Papa Francisco, Ex. Ap. Evangelii Gaudium (24-XI-2013),
cap. 3, ap. II (“La homilía”): nn. 135-159:
II. La homilía
135. Consideremos ahora la predicación dentro de la liturgia, que requiere una seria evaluación de parte de los Pastores. Me detendré particularmente, y hasta con cierta meticulosidad, en la homilía y su preparación, porque son muchos los reclamos que se dirigen en relación con este gran ministerio y no podemos hacer oídos sordos. La homilía es la piedra de toque para evaluar la cercanía y la capacidad de encuentro de un Pastor con su pueblo. De hecho, sabemos que los fieles le dan mucha importancia; y ellos, como los mismos ministros ordenados, muchas veces sufren, unos al escuchar y otros al predicar. Es triste que así sea. La homilía puede ser realmente una intensa y feliz experiencia del Espíritu, un reconfortante encuentro con la Palabra, una fuente constante de renovación y de crecimiento.

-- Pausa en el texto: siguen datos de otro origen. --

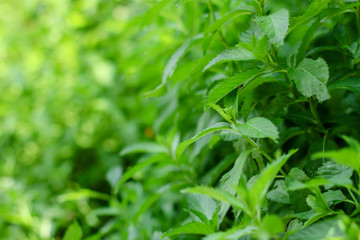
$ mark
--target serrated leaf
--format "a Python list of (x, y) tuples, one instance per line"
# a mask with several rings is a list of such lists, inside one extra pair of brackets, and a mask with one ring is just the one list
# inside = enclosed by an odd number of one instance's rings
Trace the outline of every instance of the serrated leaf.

136. Renovemos nuestra confianza en la predicación, que se funda en la convicción de que es Dios quien quiere llegar a los demás a través del predicador y de que Él despliega su poder a través de la palabra humana. San Pablo habla con fuerza sobre la necesidad de predicar, porque el Señor ha querido llegar a los demás también mediante nuestra palabra (cf. Rm 10,14-17). Con la palabra, nuestro Señor se ganó el corazón de la gente. Venían a escucharlo de todas partes (cf. Mc 1,45). Se quedaban maravillados bebiendo sus enseñanzas (cf. Mc 6,2). Sentían que les hablaba como quien tiene autoridad (cf. Mc 1,27). Con la palabra, los Apóstoles, a los que instituyó «para que estuvieran con Él, y para enviarlos a predicar» (Mc 3,14), atrajeron al seno de la Iglesia a todos los pueblos (cf. Mc 16,15.20).
El contexto litúrgico
137. Cabe recordar ahora que «la proclamación litúrgica de la Palabra de Dios, sobre todo en el contexto de la asamblea eucarística, no es tanto un momento de meditación y de catequesis, sino que es el diálogo de Dios con su pueblo, en el cual son proclamadas las maravillas de la salvación y propuestas siempre de nuevo las exigencias de la alianza»[7].Hay una valoración especial de la homilía que proviene de su contexto eucarístico, que supera a toda catequesis por ser el momento más alto del diálogo entre Dios y su pueblo, antes de la comunión sacramental. La homilía es un retomar ese diálogo que ya está entablado entre el Señor y su pueblo. El que predica debe reconocer el corazón de su comunidad para buscar dónde está vivo y ardiente el deseo de Dios, y también dónde ese diálogo, que era amoroso, fue sofocado o no pudo dar fruto.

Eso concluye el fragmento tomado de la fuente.